Over the past 12 months of this crisis, among the many familiar comforts that have vanished, perhaps none has been more painful than our collective loss of hope. When every day looks the same as the last; when ordinary activities like going to school or shopping for groceries have become a health risk; when jobs have disappeared with no clear idea as to when or if they’ll ever return; when we’ve been isolated, for months on end, from the people that we love -- it is easy to understand why our sense of hope has gone. 

In a year that has been full of distress, how are we to maintain our hope? In a world where despair would be so easily understood, how do we find the courage to believe that hope is always warranted? 

Hope has always been one of the Jewish people’s core principles. Israel, the only Jewish country in the world, has as the title of its national anthem Hatikvah, “the hope” -- boldly declaring that despite the many tragedies that have befallen our people over the millenia, od lo avdah tikvateinu, “still, our hope is not lost.” If we look to our religious tradition, we find that when the medieval Spanish philosopher Maimonides, widely considered to be the greatest Jewish sage of all time, set out to articulate a concise statement of the central tenets of Judaism, he listed among his Thirteen Articles of Faith the belief that, no matter the circumstance, hope is always warranted -- writing in his own religious idiom: “I believe with a perfect faith in the coming of the Messiah, and though he may delay, I will wait every day for his coming.” 

But among all our stories and symbols, there is perhaps no greater statement of the Jewish commitment to hope than the holiday of Passover. Consider the story: the Israelites are in direst of circumstances -- first, they are forced into slave labor, and just when they think that their situation couldn’t be more dehumanizing, all of their newborn baby boys are torn from their mother’s arms and drowned in the Nile River. Upon seeing his people’s suffering, Moses flees to the desert. Out there, he has a vision of God: a bush that is on fire, and yet somehow is not consumed by the flame. Taking this vision back with him to Egypt, Moses inspires the Israelites to believe that, like the Burning Bush, our suffering does not have to consume us. Even in the depths of degradation, the human spirit can endure. 

It is far from a given that we should be inclined towards hope. If anything, a clear-eyed assessment of the world might logically lead to despair. There is so much in life to contend with, so many forces that would tear us down. We humans must not face only our vulnerability, but also bear the psychological burden of being conscious of our vulnerability. When we take a logical view of the world, it would be easy to fall into nihilism -- the feeling that life is meaningless, that nothing matters, that hope is foolish. It makes sense to find ourselves asking the question: “To be, or not to be?” -- or feeling, as the humorist has cynically put it, that “life is full of misery, loneliness, and suffering… and it's all over much too quickly.” 

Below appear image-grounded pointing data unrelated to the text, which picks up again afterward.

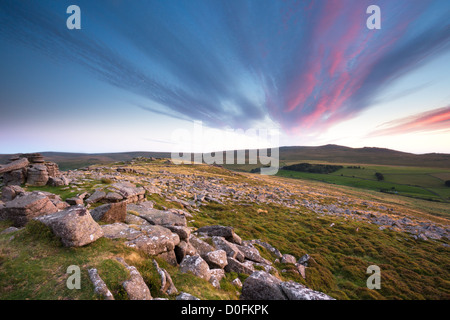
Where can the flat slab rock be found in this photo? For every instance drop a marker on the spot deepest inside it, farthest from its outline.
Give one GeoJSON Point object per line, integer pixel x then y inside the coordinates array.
{"type": "Point", "coordinates": [74, 226]}
{"type": "Point", "coordinates": [154, 240]}
{"type": "Point", "coordinates": [127, 189]}
{"type": "Point", "coordinates": [157, 217]}
{"type": "Point", "coordinates": [261, 285]}
{"type": "Point", "coordinates": [27, 206]}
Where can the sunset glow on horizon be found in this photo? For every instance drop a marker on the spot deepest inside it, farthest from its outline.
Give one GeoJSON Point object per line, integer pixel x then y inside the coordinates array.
{"type": "Point", "coordinates": [138, 71]}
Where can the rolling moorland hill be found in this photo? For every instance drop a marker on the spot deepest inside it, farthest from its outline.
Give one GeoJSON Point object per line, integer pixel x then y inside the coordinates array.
{"type": "Point", "coordinates": [327, 153]}
{"type": "Point", "coordinates": [300, 232]}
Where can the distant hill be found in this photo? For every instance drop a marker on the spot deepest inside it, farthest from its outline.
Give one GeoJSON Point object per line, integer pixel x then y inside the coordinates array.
{"type": "Point", "coordinates": [339, 154]}
{"type": "Point", "coordinates": [327, 153]}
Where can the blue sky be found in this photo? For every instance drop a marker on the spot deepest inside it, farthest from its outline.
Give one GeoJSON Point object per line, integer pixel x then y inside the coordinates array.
{"type": "Point", "coordinates": [139, 70]}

But we should note that hope is not the opposite of cynicism. The opposite of cynicism is naivety. Cynicism is the belief that everything will go wrong. Naivety is the belief that everything will go right. Hope, by contrast, straddles them both: at once acknowledging that everything might go wrong, and nevertheless believing that something could go right.

Hope is not guided by logic. It is guided by something that is beyond logic -- some intuition, some non-rational wisdom that is embedded deep within the human spirit. We cannot logically explain how the human spirit withstands even the direst of circumstances. We cannot demonstrate by scientific proof why, in the words of one Holocaust survivor, “a person can live for three days without water but cannot live three minutes without hope.” [1] Hope operates beyond the laws of science. It requires a different sort of explanation. 
 
Over the past week, I have been in search of that different explanation -- in search of the intuition, the lived experience, the deep human wisdom that, despite our better judgement, inclines the human spirit towards hope. For guidance, I had conversations with a dozen WRT congregants, where I asked each of them the following question: Do you believe that, no matter the circumstance, hope is always warranted -- and if so, what it is that gives that you sense? 

It’s a question to which I sincerely would be interested to hear your response -- and I invite everyone who is joining us tonight to please reach out and share your responses with me. I would love to hear from you. The question, again, is: Do you believe that, no matter the circumstance, hope is always warranted -- and if so, what it is that gives that you sense? 

The dozen conversations that I had over the past week were with congregants ranging in age from 9 to 89 -- and the responses were equally wide-ranging. I’ll share now just a few of those responses, as a composite portrait of hope. 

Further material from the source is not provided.